Secret gang database in Boston made up mostly of young black, Latino men
BOSTON — Boston police are tracking nearly 5,000 people — almost all of them young black and Latino men — through a secretive gang database, newly released data from the department shows.
A summary provided by the department shows that 66% of those in its database are black, 24% are Latino and 2% are white. Black people comprise about 25% of all Boston residents, Latinos about 20% and white people more than 50%.
The racial disparity is “stark and troublesome,” said Adriana Lafaille, a lawyer for the American Civil Liberties Union of Massachusetts, which, along with other civil rights groups, sued the department in state court in November to shed light into who is listed on the database and how the information is used.
Central American youths are being wrongly listed as active gang members “based on nothing more than the clothing they are seen in and the classmates they are seen with,” and that’s led some to be deported, the organizations say in their lawsuit, citing the cases of three Central American youths facing deportation based largely on their status on the gang database.
“This has consequences,” Lafaille said. “People are being deported back to the countries that they fled, in many cases, to escape gangs.”

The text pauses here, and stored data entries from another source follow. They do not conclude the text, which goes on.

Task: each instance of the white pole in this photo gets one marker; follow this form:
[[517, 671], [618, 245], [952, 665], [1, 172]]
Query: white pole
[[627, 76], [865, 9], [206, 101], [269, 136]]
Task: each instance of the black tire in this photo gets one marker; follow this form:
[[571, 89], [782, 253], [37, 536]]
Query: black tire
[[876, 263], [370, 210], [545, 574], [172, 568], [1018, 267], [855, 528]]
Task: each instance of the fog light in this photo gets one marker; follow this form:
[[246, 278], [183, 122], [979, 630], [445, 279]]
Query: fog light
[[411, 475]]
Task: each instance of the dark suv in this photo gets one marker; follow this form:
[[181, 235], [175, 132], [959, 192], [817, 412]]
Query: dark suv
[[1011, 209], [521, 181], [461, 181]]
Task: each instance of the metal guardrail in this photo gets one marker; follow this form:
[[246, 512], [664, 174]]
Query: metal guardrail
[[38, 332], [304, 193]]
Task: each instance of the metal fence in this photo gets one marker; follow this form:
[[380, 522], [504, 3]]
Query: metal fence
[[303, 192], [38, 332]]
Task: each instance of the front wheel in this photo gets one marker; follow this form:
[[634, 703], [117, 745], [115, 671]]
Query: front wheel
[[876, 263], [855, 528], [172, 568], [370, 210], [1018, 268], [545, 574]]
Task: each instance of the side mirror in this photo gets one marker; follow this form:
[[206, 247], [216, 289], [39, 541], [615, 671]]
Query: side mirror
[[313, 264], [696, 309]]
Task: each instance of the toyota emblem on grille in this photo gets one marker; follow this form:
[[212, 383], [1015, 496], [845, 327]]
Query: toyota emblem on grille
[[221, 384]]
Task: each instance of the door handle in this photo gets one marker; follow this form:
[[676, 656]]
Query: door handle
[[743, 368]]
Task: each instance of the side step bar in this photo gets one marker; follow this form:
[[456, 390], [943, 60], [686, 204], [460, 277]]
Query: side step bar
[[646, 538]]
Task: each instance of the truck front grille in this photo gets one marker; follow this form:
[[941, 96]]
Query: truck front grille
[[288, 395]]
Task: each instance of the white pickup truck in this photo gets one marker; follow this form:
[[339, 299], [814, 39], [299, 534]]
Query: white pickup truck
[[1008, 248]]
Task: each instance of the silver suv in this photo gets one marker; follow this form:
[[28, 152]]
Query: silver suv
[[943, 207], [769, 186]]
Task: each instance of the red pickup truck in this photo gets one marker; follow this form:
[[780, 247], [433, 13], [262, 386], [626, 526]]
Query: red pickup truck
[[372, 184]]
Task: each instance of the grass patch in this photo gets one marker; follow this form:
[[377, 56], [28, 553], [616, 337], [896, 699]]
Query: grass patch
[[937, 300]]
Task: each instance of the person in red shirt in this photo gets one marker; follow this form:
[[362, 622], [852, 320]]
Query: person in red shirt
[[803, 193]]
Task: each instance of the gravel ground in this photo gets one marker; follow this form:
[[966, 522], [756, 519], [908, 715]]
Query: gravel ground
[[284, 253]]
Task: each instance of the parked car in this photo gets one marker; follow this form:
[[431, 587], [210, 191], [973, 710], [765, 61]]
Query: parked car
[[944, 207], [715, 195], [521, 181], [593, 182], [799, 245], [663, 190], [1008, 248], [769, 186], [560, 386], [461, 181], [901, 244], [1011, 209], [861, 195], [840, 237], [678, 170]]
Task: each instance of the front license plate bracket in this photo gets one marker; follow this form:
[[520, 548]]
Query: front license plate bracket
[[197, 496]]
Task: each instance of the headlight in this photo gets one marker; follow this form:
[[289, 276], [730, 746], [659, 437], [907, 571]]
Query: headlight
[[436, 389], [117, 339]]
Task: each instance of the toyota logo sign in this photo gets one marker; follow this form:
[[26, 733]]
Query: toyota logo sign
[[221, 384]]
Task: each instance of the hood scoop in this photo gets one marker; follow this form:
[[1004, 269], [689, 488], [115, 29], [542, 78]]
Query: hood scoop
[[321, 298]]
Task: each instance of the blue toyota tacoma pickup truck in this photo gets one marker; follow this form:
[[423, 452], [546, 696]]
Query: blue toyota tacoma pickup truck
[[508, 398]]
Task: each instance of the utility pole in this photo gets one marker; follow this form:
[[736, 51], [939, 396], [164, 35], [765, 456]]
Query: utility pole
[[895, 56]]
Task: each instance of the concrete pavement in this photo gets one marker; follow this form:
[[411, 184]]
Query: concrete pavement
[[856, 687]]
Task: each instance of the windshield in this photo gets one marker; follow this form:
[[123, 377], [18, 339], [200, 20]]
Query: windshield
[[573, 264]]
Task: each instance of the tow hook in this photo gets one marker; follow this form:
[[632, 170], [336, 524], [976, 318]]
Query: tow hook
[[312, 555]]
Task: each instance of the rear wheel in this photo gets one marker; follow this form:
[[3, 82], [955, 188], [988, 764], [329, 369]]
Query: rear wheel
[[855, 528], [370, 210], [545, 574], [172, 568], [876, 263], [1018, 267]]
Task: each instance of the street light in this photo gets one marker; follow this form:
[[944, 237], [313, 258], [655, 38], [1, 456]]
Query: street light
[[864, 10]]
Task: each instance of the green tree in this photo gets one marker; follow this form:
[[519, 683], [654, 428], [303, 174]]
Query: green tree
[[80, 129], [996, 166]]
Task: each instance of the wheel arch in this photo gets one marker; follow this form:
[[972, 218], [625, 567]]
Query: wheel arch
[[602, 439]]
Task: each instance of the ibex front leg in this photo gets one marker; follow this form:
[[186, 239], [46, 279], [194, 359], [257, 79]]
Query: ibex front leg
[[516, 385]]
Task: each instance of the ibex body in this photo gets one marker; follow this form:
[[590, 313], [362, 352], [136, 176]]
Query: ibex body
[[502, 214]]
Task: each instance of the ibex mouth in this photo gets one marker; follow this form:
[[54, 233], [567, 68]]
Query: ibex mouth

Boston police haven’t provided comment after multiple requests, but Commissioner William Gross has previously defended the database as a tool in combating MS-13 and other gangs.
Boston is merely the latest city to run into opposition with a gang database. An advocacy group filed a lawsuit this month in Providence, Rhode Island, arguing the city’s database violates constitutional rights. Portland, Oregon, discontinued its database in 2017 after it was revealed more than 80% of people listed on it were minorities.